Financial Metrics for the Growth Phase
The growth phase is the second phase or stage of business’s life cycle. Sometimes called the perseverance or survival stage. The main problem a business in this stage faces is understanding the relationship between revenue, expenses, and cash flow. The entity usually has enough revenue to match expenses but struggles with enough cash flow consistently to cover debt obligations and finance growth. Returns on time and capital are marginal and the owner is still filling many seats in the business. The primary KPIs a company in this phase needs to monitor are KPIs that drive growth – how are we reaching prospective customers and how are we monetizing them? From a financial perspective, some of the most metrics a company in this phase should be monitoring:
1. CLV:CAC – lifetime value of the customer to customer acquisition cost ratio. Generally, this ratio, in many industries, needs to be 3:1 for sustainability. Determine what the ratio is in your industry and modify as necessary for your particular business for business sustainability. (customer lifetime value is average sales amount times number of transactions times gross margin times retention rate) (customer acquisition costs is total expenses to acquire customers divided by total number of customers acquired)
2. Monthly recurring revenue increasing. MRR generally will increase when there is a repeatable sales strategy, understanding your most effective lead channels and addressing pain points in the sales funnel. Sales and fulfillment processes should be documented, followed, and improved.
3. Gross margin increasing. Gross margin is your net revenue less the cost of goods sold. Net revenue is your gross revenue less discounts and returns. Cost of goods sold are the costs directly related to the production of the product or service (generally material and labor). If your gross margin is increasing, you are able to keep more of your capital to pay administrative costs, debt obligations and for future investment. This can be done in several ways such as changing the pricing model, decreasing churn, decreasing discounts, decreasing returns, decreasing costs to produce the product or service, increase efficiency and good internal systems and processes to control inventory.
4. Break even point – there are three general methods to calculate the break even point but generally this is the amount of revenue needed to cover both fixed and variable costs.
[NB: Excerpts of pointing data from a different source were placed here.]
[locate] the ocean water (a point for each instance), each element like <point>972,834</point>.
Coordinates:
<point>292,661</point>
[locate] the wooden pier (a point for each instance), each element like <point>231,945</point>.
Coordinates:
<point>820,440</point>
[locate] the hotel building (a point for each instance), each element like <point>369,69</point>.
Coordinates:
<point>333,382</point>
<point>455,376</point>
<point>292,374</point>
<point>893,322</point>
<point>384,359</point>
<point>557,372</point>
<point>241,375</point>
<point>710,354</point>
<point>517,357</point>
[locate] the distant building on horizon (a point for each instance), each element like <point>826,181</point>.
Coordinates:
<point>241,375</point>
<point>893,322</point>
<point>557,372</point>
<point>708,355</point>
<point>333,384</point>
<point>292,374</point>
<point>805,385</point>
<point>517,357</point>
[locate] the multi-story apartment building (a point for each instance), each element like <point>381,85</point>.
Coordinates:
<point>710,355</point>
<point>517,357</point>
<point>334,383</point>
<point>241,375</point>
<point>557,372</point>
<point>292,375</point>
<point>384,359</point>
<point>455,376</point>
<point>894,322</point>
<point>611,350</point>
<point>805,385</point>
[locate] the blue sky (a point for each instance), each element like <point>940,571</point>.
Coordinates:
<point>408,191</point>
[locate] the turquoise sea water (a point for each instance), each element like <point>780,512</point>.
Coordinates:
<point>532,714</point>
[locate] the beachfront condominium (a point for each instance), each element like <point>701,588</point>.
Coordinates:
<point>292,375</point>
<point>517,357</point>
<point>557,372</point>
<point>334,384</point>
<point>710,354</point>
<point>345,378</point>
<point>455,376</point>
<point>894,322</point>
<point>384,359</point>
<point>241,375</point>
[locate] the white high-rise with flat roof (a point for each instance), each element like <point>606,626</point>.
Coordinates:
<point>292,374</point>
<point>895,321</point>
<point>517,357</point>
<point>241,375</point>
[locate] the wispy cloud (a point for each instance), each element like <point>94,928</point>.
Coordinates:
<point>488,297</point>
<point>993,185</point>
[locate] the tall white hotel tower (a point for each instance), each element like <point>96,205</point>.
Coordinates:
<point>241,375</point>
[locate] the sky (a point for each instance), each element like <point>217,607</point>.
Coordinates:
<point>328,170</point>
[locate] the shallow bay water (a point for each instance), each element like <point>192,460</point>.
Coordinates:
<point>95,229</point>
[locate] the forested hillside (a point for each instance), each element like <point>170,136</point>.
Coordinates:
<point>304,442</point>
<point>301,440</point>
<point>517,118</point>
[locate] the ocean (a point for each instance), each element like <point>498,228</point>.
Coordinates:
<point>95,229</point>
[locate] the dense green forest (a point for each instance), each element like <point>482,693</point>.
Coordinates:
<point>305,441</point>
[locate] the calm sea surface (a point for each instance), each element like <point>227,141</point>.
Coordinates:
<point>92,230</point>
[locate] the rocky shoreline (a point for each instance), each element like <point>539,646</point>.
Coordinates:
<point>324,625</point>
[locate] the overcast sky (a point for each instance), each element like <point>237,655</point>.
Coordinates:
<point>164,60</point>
5. Cash runway – the length of time which a company can remain solvent. Answers the question… how long can we operate with the cash we have? Calculation (cash/burn rate). If this number is not lengthening, the business will not progress to the next stage and will eventually regress to the start-up phase and most likely fail altogether. The break even point focuses on the P&L whereas the cash runway will pull in the cash needed to pay debt obligations as well.